Congressional Aide Guise Will Cost Tax Preparer

     SAN FRANCISCO (CN) – A tax preparer was properly convicted of impersonating a congressional aide in a scheme to calm a client, the divided 9th Circuit ruled Thursday.
     Susan Tomsha-Miguel, owner of a small tax-preparation business in Atwater, Calif., found herself in hot water after a client sought help with an Internal Revenue Service dispute in early 2011. Tomsha-Miguel contacted then-Congressman Dennis Cardoza’s office and asked the politician to call the IRS on the client’s behalf.
     Cardoza’s office offered to help but asked the client to complete a release form, which aides faxed to Tomsha-Miguel on official letterhead. Rather than have the client fill out the release, however, Tomsha-Miguel photocopied Cardoza’s letterhead onto a letter she wrote and signed as “William G. Darton, Aide to Congressman Dennis A. Cardoza.”
     The faked letter, addressed to Tomsha-Miguel, promised that the director of the IRS’ taxpayer advocate service would make the client’s issue a “number one priority.” Tomsha-Miguel faxed the letter to the client who – unfortunately for Tomsha-Miguel – tried to follow up directly with Cardoza’s office and the fictional Darton.
     After an FBI investigation, a federal grand jury indicted Tomsha-Miguel on one count of impersonating an officer or employee of the United States. She was eventually convicted and sentenced to a year of probation and 50 hours of community service.
     On appeal to the 9th Circuit, Tomsha-Miguel argued that the government failed to make its case because she addressed the forgery to herself and that a person cannot pretend to herself that she is a federal employee.
     But whether she fooled herself or not, Tomsha-Miguel still impersonated a federal employee – albeit a fictional one, a 9th Circuit majority found Thursday.
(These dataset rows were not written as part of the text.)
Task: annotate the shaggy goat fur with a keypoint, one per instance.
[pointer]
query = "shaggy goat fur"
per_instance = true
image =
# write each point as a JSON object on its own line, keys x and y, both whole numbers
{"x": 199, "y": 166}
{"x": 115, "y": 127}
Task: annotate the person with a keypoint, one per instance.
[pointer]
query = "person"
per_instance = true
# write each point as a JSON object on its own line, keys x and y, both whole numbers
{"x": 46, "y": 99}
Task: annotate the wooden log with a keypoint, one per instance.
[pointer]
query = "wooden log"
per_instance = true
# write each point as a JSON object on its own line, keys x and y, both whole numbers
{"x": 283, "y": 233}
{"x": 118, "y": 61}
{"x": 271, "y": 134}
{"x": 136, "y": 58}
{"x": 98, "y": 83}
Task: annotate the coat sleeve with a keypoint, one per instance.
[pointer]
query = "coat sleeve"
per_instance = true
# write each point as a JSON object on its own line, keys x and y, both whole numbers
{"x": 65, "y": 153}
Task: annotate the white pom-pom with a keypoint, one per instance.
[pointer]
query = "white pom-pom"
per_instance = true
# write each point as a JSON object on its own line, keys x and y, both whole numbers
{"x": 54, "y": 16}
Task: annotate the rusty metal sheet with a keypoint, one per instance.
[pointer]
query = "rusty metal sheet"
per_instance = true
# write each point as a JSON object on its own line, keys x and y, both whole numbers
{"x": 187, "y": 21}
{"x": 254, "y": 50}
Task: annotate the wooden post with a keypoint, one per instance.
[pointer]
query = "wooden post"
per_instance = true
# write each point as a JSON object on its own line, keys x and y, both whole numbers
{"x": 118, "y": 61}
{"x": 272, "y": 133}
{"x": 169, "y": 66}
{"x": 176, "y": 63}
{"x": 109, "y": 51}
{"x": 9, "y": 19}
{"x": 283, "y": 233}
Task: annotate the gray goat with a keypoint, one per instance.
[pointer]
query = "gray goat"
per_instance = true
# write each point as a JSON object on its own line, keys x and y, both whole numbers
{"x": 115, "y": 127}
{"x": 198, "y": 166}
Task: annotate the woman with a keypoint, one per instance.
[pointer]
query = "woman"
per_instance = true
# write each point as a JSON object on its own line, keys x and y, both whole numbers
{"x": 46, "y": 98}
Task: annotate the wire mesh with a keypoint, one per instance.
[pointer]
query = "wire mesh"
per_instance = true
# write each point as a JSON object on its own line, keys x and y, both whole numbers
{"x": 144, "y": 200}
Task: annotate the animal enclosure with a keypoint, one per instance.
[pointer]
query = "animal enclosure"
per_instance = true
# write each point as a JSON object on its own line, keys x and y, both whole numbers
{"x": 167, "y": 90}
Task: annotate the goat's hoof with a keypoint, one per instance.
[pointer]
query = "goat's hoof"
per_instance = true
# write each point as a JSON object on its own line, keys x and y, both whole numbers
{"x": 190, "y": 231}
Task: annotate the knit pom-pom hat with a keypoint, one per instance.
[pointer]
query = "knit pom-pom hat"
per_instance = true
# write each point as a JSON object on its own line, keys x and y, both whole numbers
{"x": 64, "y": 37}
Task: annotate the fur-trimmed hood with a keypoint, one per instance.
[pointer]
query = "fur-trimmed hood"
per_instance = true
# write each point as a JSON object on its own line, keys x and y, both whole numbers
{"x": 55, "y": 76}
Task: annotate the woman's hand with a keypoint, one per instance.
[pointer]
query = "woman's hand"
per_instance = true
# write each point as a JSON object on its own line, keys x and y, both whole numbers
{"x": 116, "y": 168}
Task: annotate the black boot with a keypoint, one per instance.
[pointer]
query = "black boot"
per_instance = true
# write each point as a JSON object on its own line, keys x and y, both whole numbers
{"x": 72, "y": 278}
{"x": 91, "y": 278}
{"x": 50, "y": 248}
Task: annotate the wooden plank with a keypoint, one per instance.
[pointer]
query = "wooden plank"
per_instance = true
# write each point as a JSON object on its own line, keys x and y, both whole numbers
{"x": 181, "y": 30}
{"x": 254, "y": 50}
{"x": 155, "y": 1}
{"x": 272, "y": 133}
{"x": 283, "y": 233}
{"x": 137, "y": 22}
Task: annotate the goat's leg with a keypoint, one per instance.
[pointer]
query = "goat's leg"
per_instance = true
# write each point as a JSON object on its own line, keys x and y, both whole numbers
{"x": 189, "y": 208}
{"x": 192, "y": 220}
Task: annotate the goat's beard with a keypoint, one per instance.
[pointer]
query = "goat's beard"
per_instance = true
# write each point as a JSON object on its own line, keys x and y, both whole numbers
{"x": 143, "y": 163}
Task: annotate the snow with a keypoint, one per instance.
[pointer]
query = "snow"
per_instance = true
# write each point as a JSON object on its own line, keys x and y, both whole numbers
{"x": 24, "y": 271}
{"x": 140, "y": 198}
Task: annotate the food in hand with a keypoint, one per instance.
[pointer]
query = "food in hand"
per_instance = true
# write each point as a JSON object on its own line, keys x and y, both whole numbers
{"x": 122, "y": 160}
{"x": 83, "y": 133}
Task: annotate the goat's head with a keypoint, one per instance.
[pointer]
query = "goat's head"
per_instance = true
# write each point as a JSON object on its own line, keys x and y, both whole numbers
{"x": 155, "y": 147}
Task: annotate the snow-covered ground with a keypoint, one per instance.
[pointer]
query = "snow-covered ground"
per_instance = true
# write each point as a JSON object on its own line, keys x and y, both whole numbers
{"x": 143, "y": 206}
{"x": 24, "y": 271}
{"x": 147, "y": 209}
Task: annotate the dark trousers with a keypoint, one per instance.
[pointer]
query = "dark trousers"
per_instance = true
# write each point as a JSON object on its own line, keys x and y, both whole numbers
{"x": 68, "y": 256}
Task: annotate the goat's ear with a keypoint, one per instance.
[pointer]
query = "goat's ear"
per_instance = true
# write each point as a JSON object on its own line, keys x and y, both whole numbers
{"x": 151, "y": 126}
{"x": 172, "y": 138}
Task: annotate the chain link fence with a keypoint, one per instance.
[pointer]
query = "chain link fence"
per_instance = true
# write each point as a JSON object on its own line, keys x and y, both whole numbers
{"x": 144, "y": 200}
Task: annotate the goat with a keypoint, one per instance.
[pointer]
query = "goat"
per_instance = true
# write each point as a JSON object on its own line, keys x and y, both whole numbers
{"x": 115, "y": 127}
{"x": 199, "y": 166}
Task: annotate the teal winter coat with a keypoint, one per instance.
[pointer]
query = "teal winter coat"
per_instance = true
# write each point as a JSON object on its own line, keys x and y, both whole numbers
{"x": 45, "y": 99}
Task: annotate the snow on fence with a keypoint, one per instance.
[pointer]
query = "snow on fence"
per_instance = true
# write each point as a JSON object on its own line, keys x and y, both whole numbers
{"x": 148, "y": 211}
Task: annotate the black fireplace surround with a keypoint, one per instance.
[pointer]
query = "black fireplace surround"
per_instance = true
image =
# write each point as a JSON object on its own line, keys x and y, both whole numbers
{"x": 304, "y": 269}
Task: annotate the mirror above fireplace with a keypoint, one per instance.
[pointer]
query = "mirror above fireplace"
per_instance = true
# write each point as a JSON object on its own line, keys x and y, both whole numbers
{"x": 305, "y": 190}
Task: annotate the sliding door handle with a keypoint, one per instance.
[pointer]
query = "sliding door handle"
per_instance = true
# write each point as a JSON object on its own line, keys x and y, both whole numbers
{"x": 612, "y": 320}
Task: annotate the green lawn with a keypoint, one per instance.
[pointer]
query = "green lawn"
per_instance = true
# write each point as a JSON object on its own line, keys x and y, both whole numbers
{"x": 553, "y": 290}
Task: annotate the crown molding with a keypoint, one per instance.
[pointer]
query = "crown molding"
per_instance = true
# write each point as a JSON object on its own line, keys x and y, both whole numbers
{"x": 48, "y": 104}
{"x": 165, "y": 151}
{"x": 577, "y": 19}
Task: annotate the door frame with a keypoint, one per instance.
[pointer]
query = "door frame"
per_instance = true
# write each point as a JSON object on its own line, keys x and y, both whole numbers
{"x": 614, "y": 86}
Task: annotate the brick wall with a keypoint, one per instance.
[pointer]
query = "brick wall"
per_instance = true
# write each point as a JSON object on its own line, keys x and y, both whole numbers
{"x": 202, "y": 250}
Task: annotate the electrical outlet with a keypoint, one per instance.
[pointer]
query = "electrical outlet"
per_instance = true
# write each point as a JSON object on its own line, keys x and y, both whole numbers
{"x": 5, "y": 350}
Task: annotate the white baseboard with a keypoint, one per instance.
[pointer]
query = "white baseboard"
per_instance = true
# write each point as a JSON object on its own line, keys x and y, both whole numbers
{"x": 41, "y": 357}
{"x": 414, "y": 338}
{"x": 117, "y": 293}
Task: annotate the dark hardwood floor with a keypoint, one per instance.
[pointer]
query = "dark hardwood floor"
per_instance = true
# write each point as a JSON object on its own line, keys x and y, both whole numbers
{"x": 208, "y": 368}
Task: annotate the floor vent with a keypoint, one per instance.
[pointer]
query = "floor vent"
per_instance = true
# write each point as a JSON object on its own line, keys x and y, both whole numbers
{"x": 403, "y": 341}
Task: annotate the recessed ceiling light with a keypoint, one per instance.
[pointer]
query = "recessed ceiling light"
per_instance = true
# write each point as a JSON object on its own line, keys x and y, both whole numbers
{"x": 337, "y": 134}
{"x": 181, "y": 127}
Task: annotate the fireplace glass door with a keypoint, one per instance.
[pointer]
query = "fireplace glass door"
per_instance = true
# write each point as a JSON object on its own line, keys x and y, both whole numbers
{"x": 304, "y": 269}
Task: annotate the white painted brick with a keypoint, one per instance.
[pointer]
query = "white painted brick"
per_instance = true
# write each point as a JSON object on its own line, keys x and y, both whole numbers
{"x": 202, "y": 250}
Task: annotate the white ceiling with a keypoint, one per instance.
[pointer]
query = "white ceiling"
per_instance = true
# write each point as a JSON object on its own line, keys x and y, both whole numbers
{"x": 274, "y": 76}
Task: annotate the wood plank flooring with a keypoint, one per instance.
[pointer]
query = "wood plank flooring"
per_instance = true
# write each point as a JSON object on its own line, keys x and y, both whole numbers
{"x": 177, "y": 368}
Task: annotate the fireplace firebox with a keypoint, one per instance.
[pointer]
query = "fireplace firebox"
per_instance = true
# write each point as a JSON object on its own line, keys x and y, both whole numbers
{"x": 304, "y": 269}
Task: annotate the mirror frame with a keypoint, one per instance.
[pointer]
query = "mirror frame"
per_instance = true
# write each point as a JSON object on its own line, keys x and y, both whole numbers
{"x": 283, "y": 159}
     “Impersonation occurs when any person ‘assumes to act in the pretended character’ of a government official,” Judge Richard Paez wrote for the court, citing the 1943 decision in United States v. Lepowitch. “Here, Tomsha-Miguel crafted a fraudulent letter when she prepared it on behalf of ‘William G. Darton,’ the fictional ‘Aide to Congressman Dennis A. Cardoza;’ signed the letter on behalf of the fictional aide; and copied the official letterhead of Congressman Cardoza’s office into the letter. The substance of the letter also related steps that the congressman’s office had purportedly taken on behalf of Tomsha-Miguel’s client. In light of these facts, a jury could reasonably conclude that these actions constituted an effort to ‘assume to act in the pretended character’ and amounted to impersonation of a federal officer or employee.”
     Tomsha-Miguel failed to gain traction with the appellate court by arguing that she could not have “acted as such” since she took no further action as Darton beyond the letter.
     “Here, Tomsha-Miguel falsely assumed the role of a fictional congressional aide – William G. Darton – when she prepared a fraudulent letter and then signed it in his name,” Paez wrote, joined by Judge Susan Graber. “She then faxed the letter to her client in order to effectuate the impersonation and convince the client that the Congressman’s office was seeking to resolve his tax dispute with the IRS. In light of these facts, a reasonable jury could conclude that Tomsha-Miguel’s actions were ‘consistent with the assumed character’ of a government official, and in furtherance of the impersonation, when she transmitted the fraudulent letter to the client. Accordingly, the District Court did not err in denying Tomsha-Miguel’s motion for judgment of acquittal.”
     The panel also declined to entertain Tomsha-Miguel’s claim that impersonating a congressional aide is protected free speech.
     “As United States v. Alvarez made clear, the government has the constitutional power to prohibit the impersonation of federal officials and employees, and that prohibition serves the substantial government interests of ‘protecting the integrity of government processes,’ and ‘maintaining the general good repute and dignity of government service itself,'” Paez wrote. “The government’s interests are concerned solely with the act of impersonation itself, not the content of the impersonation.”
     In a three-paragraph dissent, Judge William Fletcher said that Tomsha-Miguel should not have been convicted.
     “Ms. Tomsha-Miguel performed two acts, neither of which qualifies as assuming or pretending to be William Darton,” Fletcher wrote. “First, she wrote a letter to herself using the name of the fictitious aide Darton. In so doing, she did not assume or pretend to herself, or to anyone else, that she was Darton. Second, she sent the letter to her client, pretending that she had contacted Darton and that Darton had written the letter to her. In so doing, she did not assume or pretend to herself, or to her client, that she was Darton.”